Covestor model: Buffettian Value
We are clearly in the midst of a perfect storm in the financial markets. The S&P 500 index has lost a huge portion of its value in the period from late July to mid-August. There have been few precedents of such a sudden and steep decline, not least among them the aftermath of Lehman Brothers collapse in 2008.
The immediate causes of the decline are quite evident, among them:
– The last minute, mediocre compromise on the raising of the US debt ceiling, where politicians were flirting with sovereign default and eventually compromised with a solution that reduces vital short term spending at a time the economy needs it the most, but does not tackle the long term swelling of the US debt.
– The US fall from AAA debt rating, courtesy of S&P (with which I actually tend to agree).
– The latest European sovereign debt crisis spreading with worrying speed throughout the banking system.
– The marked slowdown in the US GDP growth rate which, in my opinion, is the most important of the aforementioned factors.
In my experience working in the financial markets, I have learned not to rely on macroeconomic forecasts for my investment decisions. With a few notable exceptions, I find that macroeconomic forecasts tend to have the same reliability as astrological chart readings. This being said, it is clear that the world economy is undergoing severe threats to its well being. As much as it is a powerful, negative psychological event, I am not worried by the US downgrade either. It is only one agency out of three and AA+ is not exactly junk level. As much as I tend to be bearish on Europe’s long term economic future, I believe that the EU credit problems are solvable, albeit at a painful cost. As a matter of fact, we can wish that Europe’s troubles will act as a catalyst to spur long-needed economic reforms (Italy is now considering further privatization, liberalization and loosening of the labor market).
The US growth slowdown is a different beast, and is potentially far more troublesome. If the US were to enter a recession, we would probably be in more serious trouble, as government budget constraints and the lack of monetary leeway mean a quick fix is unlikely. Luckily, I think the odds are still against a recession and more in favor of a prolonged low-growth period.
Panic is back in the markets, and with it comes investment opportunities. At Zanshin Capital, these are the true moments of truth and the periods where, in the long run, we aim to make most of our decisions that carry the highest impact. Valuations are finally low across the board, and there are emerging bargains in a number of industries, mostly notably financials.
Some companies are well equipped to deal with adverse economic scenarios. In 2008-9 most corporations focused on sharply reducing their cost base and improving balance sheets, while the downturn knocked out plenty of competitors off their feet. A recession is still unlikely, but if it were to materialize, most blue chip stocks are in an exceptionally good shape to handle it.
Of course, it is hard to fish at the bottom of a bear market, so at Zanshin we don’t even try to do it.

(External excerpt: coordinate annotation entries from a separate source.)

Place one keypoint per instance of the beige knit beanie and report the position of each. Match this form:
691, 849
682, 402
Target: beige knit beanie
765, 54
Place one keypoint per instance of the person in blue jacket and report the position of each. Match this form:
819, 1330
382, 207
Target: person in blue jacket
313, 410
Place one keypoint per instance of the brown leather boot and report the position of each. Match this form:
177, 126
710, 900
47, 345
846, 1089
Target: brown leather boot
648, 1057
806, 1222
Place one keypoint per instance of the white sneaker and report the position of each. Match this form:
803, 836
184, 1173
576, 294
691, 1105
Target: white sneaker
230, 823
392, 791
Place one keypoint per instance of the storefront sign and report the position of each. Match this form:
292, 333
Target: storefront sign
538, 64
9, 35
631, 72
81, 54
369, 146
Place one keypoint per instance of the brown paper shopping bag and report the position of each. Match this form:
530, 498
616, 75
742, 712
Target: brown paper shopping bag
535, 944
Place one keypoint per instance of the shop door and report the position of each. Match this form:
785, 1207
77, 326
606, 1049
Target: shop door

All we are considering when making our buying decision is the intrinsic value of the companies we are looking at and the price at which we can acquire them. Should the price drop sharply post acquisition, we would simply buy more of a good thing. If a recession were to materialize, equity prices, as cheap as they already are, are likely to go down even further. Should this happen, there would be neither panic nor fear on our side – only firm resolution to further take advantage of the situation. This is the reason why our buying is gradual and selective, rather than massive and indiscriminate.
We have many choices confronting us these days. ‘Buy now or wait for later?’ is one of them. Another important one is choosing whether to acquire fair companies at extremely low prices (e.g., European banks) or truly solid ones at what we consider a decent discount to fair value. We tend to opt for the second option and while this might well cost us some gains, we make up for that in sound sleep at night. We would never gamble with our money, no matter what the potential pay off.
Many investors are very conservative currently, as these are truly hard times to be in. However, we believe that it is precisely at these times of panic, fear and pessimism that Zanshin’s value-oriented strategy makes the most sense.